Advancements in electronic fabrication technologies have facilitated the large-scale production of computer components, which are prone to faults over time. Despite the availability of fault-reporting tools provided by hardware manufacturers, there is a significant gap in effectively utilizing textual reports due to data scarcity.
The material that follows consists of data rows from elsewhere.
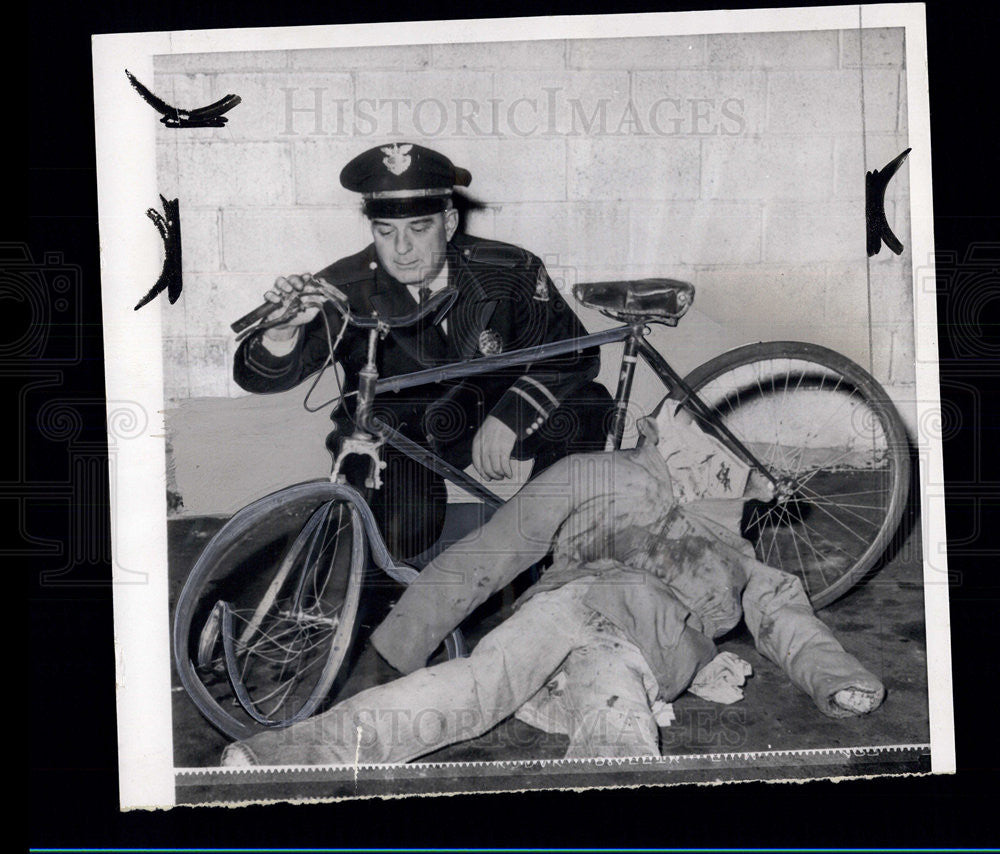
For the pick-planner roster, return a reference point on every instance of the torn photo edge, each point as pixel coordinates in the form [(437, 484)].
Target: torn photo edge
[(132, 252)]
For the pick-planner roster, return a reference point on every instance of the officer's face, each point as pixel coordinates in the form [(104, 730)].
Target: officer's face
[(412, 250)]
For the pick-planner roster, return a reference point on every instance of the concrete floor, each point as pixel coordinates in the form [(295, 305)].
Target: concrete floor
[(881, 622)]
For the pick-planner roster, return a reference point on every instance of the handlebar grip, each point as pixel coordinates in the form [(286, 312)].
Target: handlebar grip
[(259, 313)]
In this paper, we introduce FACTO dataset, a comprehensive collection of user reports on faulty computer components such as video cards, storage devices, motherboards, memory, and others. Data was gathered through a survey of hardware specialists, web scraping of internet forums, and synthetic text generation from real manufacturer data using large language models. This dataset aims to provide insights for correlating user reports with faulty components, thus enhancing diagnostic capabilities and improving hardware reliability and customer satisfaction.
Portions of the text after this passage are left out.